State and federal governments are spending billions of dollars in response to the COVID-19 pandemic. But before too long attention will turn to funding and how Australia will repay the debt.
Tax reform will have an important role to play as part of broader structural reforms to boost productivity and get the economy firing again post-COVID-19; particularly for SMEs that are the engine room of the Australian economy.
Views are plentiful with experts posing several options for consideration including:
- a state land tax on the family home in return for stamp duty reform, and
- an increase in the GST rate or an expansion of the GST base.
What will tax reforms take into consideration?
A component of the tax reform will likely review the mix of taxes paid by both individuals and businesses to determine what is appropriate.
In foreign jurisdictions, there has been a gradual shift to greater reliance on consumption taxes like the GST, and less reliance on personal and company taxes.
However, the GST should not be treated in isolation; it must be considered in conjunction with state taxes, such as stamp duty and land tax.
It’s a complicated equation, and one that’s going to be important over the next six to 12 months and beyond.
Land tax and impacts to property owners
Discussions regarding land tax reform historically posit replacing stamp duty with a broader based land tax.
For that to work effectively it would most likely need to apply to the main residence as well as farmland, both of which are currently exempt from land tax.

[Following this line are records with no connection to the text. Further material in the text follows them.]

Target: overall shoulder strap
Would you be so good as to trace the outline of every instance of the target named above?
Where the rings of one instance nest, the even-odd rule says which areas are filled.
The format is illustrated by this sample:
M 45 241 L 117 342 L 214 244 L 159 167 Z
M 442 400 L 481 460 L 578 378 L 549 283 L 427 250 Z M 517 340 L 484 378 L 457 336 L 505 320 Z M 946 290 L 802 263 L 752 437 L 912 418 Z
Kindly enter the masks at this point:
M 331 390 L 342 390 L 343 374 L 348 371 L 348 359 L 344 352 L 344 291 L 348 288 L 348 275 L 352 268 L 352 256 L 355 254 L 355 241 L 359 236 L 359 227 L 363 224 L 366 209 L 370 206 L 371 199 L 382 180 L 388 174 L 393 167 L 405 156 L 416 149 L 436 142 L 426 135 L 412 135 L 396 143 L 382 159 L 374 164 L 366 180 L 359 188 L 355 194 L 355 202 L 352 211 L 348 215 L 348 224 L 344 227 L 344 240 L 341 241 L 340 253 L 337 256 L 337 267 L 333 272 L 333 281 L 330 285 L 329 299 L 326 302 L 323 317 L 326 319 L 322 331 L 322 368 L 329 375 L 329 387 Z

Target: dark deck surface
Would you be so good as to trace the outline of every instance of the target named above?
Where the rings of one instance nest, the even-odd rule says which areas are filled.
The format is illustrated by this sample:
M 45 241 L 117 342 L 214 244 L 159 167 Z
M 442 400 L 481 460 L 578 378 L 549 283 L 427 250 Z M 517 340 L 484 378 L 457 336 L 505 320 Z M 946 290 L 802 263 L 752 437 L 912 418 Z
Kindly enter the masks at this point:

This change would give rise to numerous issues including:
- the treatment of stamp duty already paid on the acquisition of these types of properties; and
- how land tax would be funded by retirees and others who own their own home, but who already pay significant council rates on their properties.
Accordingly, any move to replace stamp duty with land tax would have to take place over a number of years to ensure the system fairly accounts for these situations.
At present, it’s unclear how state and territory governments would get the numbers to stack up without also having to rely on an increase in the GST take.
How much could GST increase?
In Australia, the goods and services tax (GST) is currently 10%, however, in other OECD countries from Europe, the Americas and Asia-Pacific, equivalent taxes average 20%.
That’s not to suggest the Australian government will look to double the country’s GST rate overnight, noting that many OECD countries with higher goods and services or equivalent taxes also have lower personal and company tax rates than Australia.
If the GST rate were to increase in Australia it’s most likely to go to 12.5% or possibly even 15%. Alternatively or in addition, the GST base could be broadened to include fresh food, education and health care. If this were to occur, it should be in conjunction with a reduction in income tax rates and the company tax rate to give Australia the competitive edge it requires to emerge from COVID-19.